After a couple of sore throats in which no antibiotics are prescribed, will a patient become less likely to have that fever checked out? Or ask about that lump? I can't say. Either way, it's probably hard to assess. But the bottom line is worth examining, and EBM proponents should be finding ways to measure it. After all, PSA testing seems quite reasonable at first glance, but now no one balks at multi-decade, multi-million dollar trials of PSA testing on mortality.
And, by the way, lots of non-prescribable interventions are measured and assessed all the time. Check this one out:
Evidence-based physicians' dressing: a crossover trial.
Med J Aust. 2002 Dec 2-16;177(11-12):681-2.

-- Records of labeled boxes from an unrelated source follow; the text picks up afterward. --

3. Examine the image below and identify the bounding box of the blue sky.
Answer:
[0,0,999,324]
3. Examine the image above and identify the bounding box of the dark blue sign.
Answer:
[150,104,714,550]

Nair BR, Attia JR, Mears SR, Hitchcock KI.
Department of Geriatric Medicine, John Hunter Hospital, Hunter Region Mail Centre, NSW.
OBJECTIVE: To describe the effect of physicians' dress on patient confidence and trust. DESIGN: A prospective crossover trial involving physicians dressed in "respectable" versus "retro" attire. SETTING: A general medicine ward at a tertiary hospital. PARTICIPANTS: 12 male general physicians and 1680 patients. MAIN OUTCOME MEASURES: Patient trust and confidence as measured by a questionnaire mailed after hospital discharge. RESULTS: Formal attire was correlated with higher patient confidence and trust. Nose rings were particularly deleterious to patients' reported trust and confidence. A minimum threshold of two items of formal attire (dress pants, dress shirt, tie, or white coat) were necessary to inspire a reasonable amount of confidence; this is the NND (number needed to dress). CONCLUSIONS: We highlight the need for more research into the effects of physician dress, and coin the term "evidence-based dressing".
It's a small step (made during a silly walk) from this kind of research, to the kind of EBM vs. 'traditional medicine' comparison that I'm proposing. EBM's been around for over a decade -- why hasn't anyone done it?